Podemos inferir, por tanto, que si equiparamos y consideramos a los empleados como clientes internos, también debemos profundizar en el conocimiento de sus necesidades, a sabiendas de que el valor que se genera a través de la relación con ellos tiene que ver directamente con la productividad, el crecimiento del capital intelectual y la innovación en la empresa.
Una matizada diferencia entre ambas modalidades del márketing nos haría observar que el márketing relacional sólo debe actuar en clientes rentables, mientras que en el márketing interno esta proposición admite, necesariamente, diversas reconsideraciones.
Aunque si pensamos que el conocimiento, el talento, el compromiso, la motivación, la actitud y la entrega no suelen ser características repartidas homogéneamente en una plantilla, quizá debamos entender que con los empleados también se puede y se debe aplicar un cierto criterio de “rentabilidad” discriminada.
¿Cuál es el objetivo central del márketing interno?

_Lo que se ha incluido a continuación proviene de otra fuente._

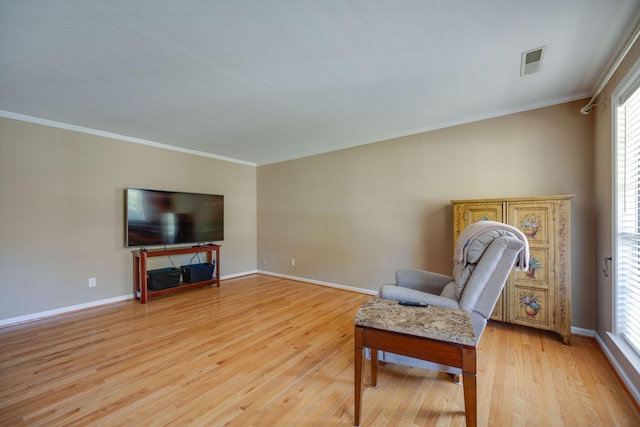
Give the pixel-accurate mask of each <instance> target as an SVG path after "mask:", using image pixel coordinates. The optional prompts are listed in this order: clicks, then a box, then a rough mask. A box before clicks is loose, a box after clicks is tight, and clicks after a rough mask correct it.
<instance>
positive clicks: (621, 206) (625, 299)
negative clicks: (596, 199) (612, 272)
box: [615, 86, 640, 354]
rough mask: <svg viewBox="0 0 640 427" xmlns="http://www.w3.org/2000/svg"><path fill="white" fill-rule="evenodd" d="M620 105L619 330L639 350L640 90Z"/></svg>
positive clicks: (619, 184) (617, 306) (638, 350)
mask: <svg viewBox="0 0 640 427" xmlns="http://www.w3.org/2000/svg"><path fill="white" fill-rule="evenodd" d="M621 101H622V104H621V105H620V106H619V107H618V109H617V120H616V126H617V136H618V137H617V150H616V151H617V170H618V177H617V200H618V206H617V223H616V224H617V225H616V227H617V230H616V232H617V262H616V264H615V265H616V266H617V267H616V280H617V283H616V289H617V298H616V299H617V334H618V335H620V336H621V337H622V338H623V339H624V340H626V341H627V342H628V343H629V345H630V346H631V347H632V348H633V349H634V350H635V351H636V352H637V353H639V354H640V90H638V88H637V86H636V87H635V88H634V91H633V92H632V93H629V92H627V93H626V94H625V96H624V97H623V98H622V99H621Z"/></svg>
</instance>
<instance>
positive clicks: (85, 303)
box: [0, 270, 258, 328]
mask: <svg viewBox="0 0 640 427" xmlns="http://www.w3.org/2000/svg"><path fill="white" fill-rule="evenodd" d="M256 273H258V271H257V270H252V271H245V272H243V273H236V274H229V275H227V276H222V277H221V278H220V280H225V279H233V278H235V277H241V276H248V275H250V274H256ZM133 298H134V295H133V293H131V294H129V295H122V296H119V297H113V298H107V299H103V300H98V301H90V302H87V303H84V304H78V305H72V306H69V307H62V308H56V309H54V310H47V311H41V312H38V313H31V314H25V315H24V316H18V317H11V318H8V319H0V328H1V327H3V326H10V325H17V324H18V323H25V322H32V321H34V320H39V319H44V318H46V317H51V316H57V315H59V314H66V313H71V312H73V311H78V310H84V309H87V308H94V307H99V306H101V305H107V304H113V303H115V302H120V301H126V300H129V299H133Z"/></svg>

El márketing interno trabaja para mejorar el aprovechamiento del valor de los profesionales de una organización y para fortalecer la relación con sus clientes. En definitiva, se ocupa de conseguir una alineación óptima de los empleados con los objetivos de la organización, en especial con el de la ineludible orientación al cliente.
Últimamente se viene comprobando que las relaciones positivas dentro de una empresa son una fuente de beneficios para el conjunto de la organización.